Le projet, lancé il y a plus d’une décennie, est une source de fierté nationale en Éthiopie, où une grande partie de la population n’a toujours pas accès au réseau électrique. Les autorités affirment que le barrage constitue un tournant stratégique pour réduire la pauvreté énergétique et stimuler l’industrialisation.
Mais cette inauguration accentue les tensions avec l’Égypte, qui craint que le barrage ne réduise le débit du Nil en aval et menace son approvisionnement en eau. Le Caire considère ce projet comme une menace existentielle, alors que plus de 100 millions d’Égyptiens dépendent quasi exclusivement du fleuve.
Les tentatives de médiation internationale, y compris une initiative lancée par Donald Trump lors de son premier mandat, n’ont pas permis de résoudre le différend. Le Soudan, autre pays en aval, observe également la situation avec inquiétude, redoutant des conséquences sur ses propres ressources hydriques.

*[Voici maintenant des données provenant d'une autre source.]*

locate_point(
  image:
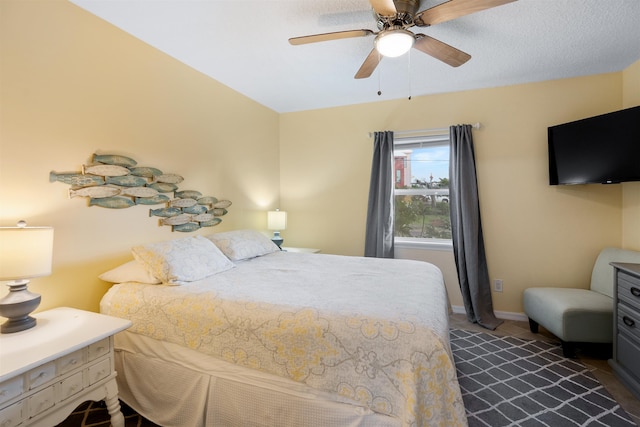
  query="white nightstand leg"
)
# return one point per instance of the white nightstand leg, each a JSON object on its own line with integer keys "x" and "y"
{"x": 113, "y": 404}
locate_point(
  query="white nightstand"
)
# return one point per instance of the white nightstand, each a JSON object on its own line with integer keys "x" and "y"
{"x": 304, "y": 250}
{"x": 65, "y": 360}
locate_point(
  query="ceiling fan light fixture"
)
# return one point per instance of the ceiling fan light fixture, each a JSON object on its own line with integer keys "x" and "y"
{"x": 394, "y": 43}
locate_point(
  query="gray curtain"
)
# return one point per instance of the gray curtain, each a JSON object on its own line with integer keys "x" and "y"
{"x": 380, "y": 211}
{"x": 466, "y": 228}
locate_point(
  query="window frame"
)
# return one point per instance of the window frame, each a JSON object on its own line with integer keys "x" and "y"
{"x": 413, "y": 142}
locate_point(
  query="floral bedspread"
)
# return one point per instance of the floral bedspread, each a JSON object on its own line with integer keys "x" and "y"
{"x": 374, "y": 331}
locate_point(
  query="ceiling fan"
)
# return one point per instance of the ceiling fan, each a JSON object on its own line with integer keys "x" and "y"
{"x": 394, "y": 18}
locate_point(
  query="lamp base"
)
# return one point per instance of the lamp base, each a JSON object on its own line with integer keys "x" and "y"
{"x": 277, "y": 239}
{"x": 16, "y": 307}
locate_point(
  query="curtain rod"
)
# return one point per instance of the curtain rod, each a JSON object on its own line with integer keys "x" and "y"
{"x": 419, "y": 131}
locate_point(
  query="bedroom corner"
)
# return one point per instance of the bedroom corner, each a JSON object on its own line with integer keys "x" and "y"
{"x": 73, "y": 85}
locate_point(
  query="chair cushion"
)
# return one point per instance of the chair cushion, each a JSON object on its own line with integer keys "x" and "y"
{"x": 573, "y": 315}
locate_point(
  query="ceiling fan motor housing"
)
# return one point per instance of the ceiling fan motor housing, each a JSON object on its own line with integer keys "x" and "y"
{"x": 405, "y": 10}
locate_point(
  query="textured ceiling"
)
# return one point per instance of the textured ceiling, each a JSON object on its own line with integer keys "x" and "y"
{"x": 243, "y": 44}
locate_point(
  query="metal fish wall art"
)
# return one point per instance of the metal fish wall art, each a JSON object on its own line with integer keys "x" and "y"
{"x": 114, "y": 181}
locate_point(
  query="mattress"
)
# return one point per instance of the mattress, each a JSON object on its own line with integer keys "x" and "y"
{"x": 368, "y": 332}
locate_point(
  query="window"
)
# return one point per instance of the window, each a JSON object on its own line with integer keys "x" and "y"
{"x": 422, "y": 189}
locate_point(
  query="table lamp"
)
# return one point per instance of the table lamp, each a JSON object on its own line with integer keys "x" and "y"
{"x": 25, "y": 253}
{"x": 277, "y": 221}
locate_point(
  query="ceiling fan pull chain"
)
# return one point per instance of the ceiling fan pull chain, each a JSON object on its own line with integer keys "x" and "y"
{"x": 409, "y": 73}
{"x": 379, "y": 78}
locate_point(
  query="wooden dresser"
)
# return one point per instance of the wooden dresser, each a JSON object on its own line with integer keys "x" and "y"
{"x": 50, "y": 369}
{"x": 626, "y": 325}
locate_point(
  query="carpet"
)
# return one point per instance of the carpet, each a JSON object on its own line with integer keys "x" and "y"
{"x": 507, "y": 381}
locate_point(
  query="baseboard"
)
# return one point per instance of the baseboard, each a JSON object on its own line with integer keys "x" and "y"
{"x": 507, "y": 315}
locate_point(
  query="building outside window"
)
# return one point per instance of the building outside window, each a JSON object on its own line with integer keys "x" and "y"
{"x": 422, "y": 189}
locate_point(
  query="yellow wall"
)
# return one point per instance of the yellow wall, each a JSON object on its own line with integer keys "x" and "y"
{"x": 72, "y": 85}
{"x": 535, "y": 234}
{"x": 631, "y": 190}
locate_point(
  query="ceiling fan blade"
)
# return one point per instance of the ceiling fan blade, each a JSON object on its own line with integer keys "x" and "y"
{"x": 329, "y": 36}
{"x": 439, "y": 50}
{"x": 454, "y": 9}
{"x": 384, "y": 7}
{"x": 369, "y": 65}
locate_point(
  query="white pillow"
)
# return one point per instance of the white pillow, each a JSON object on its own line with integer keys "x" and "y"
{"x": 131, "y": 271}
{"x": 243, "y": 244}
{"x": 182, "y": 260}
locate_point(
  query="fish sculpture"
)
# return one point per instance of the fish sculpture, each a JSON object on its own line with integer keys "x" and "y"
{"x": 163, "y": 187}
{"x": 112, "y": 202}
{"x": 155, "y": 200}
{"x": 188, "y": 194}
{"x": 126, "y": 181}
{"x": 165, "y": 212}
{"x": 75, "y": 179}
{"x": 114, "y": 159}
{"x": 105, "y": 170}
{"x": 182, "y": 203}
{"x": 188, "y": 227}
{"x": 116, "y": 182}
{"x": 95, "y": 192}
{"x": 139, "y": 192}
{"x": 176, "y": 220}
{"x": 145, "y": 172}
{"x": 169, "y": 178}
{"x": 195, "y": 209}
{"x": 218, "y": 211}
{"x": 202, "y": 217}
{"x": 207, "y": 200}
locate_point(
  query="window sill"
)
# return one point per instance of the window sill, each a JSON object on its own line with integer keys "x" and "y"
{"x": 424, "y": 244}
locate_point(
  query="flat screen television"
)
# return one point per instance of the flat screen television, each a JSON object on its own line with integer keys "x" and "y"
{"x": 603, "y": 149}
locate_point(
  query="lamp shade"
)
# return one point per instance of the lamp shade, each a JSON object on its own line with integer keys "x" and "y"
{"x": 25, "y": 252}
{"x": 393, "y": 43}
{"x": 276, "y": 220}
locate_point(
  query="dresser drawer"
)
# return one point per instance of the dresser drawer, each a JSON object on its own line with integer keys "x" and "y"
{"x": 13, "y": 415}
{"x": 629, "y": 322}
{"x": 629, "y": 290}
{"x": 11, "y": 388}
{"x": 99, "y": 348}
{"x": 71, "y": 361}
{"x": 41, "y": 375}
{"x": 40, "y": 401}
{"x": 70, "y": 386}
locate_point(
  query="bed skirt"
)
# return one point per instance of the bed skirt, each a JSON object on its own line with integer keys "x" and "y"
{"x": 177, "y": 387}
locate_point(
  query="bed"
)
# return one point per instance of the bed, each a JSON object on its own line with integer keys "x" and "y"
{"x": 230, "y": 331}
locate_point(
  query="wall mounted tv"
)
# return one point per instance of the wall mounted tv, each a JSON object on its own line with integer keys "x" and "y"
{"x": 603, "y": 149}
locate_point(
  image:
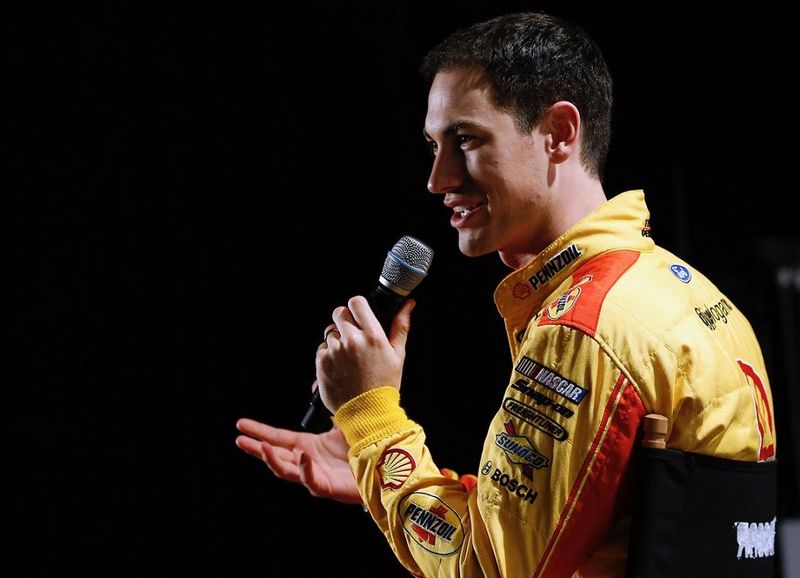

Malgré les critiques, Addis-Abeba insiste sur le caractère pacifique et nécessaire du barrage, qu’elle décrit comme un instrument de coopération régionale. Pour de nombreux Éthiopiens, son inauguration marque une victoire symbolique et un jalon majeur vers l’indépendance énergétique du pays.
La mise en service du GERD devrait transformer le paysage énergétique de l’Afrique de l’Est, mais elle risque aussi de raviver les tensions diplomatiques autour du partage des eaux du Nil.